Вечером я долго бродил по кладбищу, рассматривал церковь Альбера Бенуа с наглухо закрытыми дверями, шёл мимо одинаковых бетонных крестов, стоявших правильными рядами, как солдаты в последнем строю. Читал русские имена и фамилии. Запомнилась французская надпись на гранитном обелиске с православным крестом: «Дети Франции! Когда враг будет побеждён, и вы сможете свободно собирать цветы на этих полях, вспомните о нас, ваших русских друзьях, и принесите нам цветы». Надпись гласила, что установили обелиск в 1918 году ветераны Второго Особого Полка в память о сослуживцах.

Весь следующий день я разбирал бумаги Соколова. Как хрупка жизнь!

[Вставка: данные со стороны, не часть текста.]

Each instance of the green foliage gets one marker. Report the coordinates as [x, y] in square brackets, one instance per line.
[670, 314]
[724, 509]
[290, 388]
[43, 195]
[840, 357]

Под моими руками она рассыпалась на годы, месяцы, дни – письма, записи, непонятные математические вычисления. Мне приходилось решать, что из них ценно, а что нет. Я прикасался к тому, что было обречено исчезнуть из людской памяти, либо остаться крупинкой ушедшей жизни.

Многолетние ежедневные записи Соколовым фаз луны и солнца, наблюдения за температурой и влажностью поражали тщательностью и отчаянной бессмысленностью, скрывали неизлечимую тоску изгнанника с родной земли. Он ухватился за небо и за этот крошечный осколок России. Именно так он относился к русскому скиту, кладбищу и Храму-памятнику. В черновике письма от 14 января 1973 года к неизвестному в американский Форт-Росс он писал: «Этот Храм-Памятник, на мой взгляд, нам, русским, должен быть дороже, /…/ чем другие церкви по всему свету, т.к. это единственный случай, когда Россия и русский солдат вышли за границы своего государства и по просьбе этого государства. Этот участок должен стать русским и поддерживаться русскими, т.к. только русскими руками можно подержать русский Дух».

В архиве Бориса Соколова среди вырезок из эмигрантских журналов и газет «Костёр», «Витязь», «Часовой», «Русские новости», «Русская жизнь» сохранились листки с переписанной от руки неумелой и пронзительной «Молитвой Офицера». Быть может, она была написана одним из воинов Русского Экспедиционного корпуса перед смертельными боями 1917–1918 годов:

Скорее пошли мне кровавую сечу,Чтоб в ней успокоился я.На Родину нашу нам нету дороги,Народ наш на нас же восстал…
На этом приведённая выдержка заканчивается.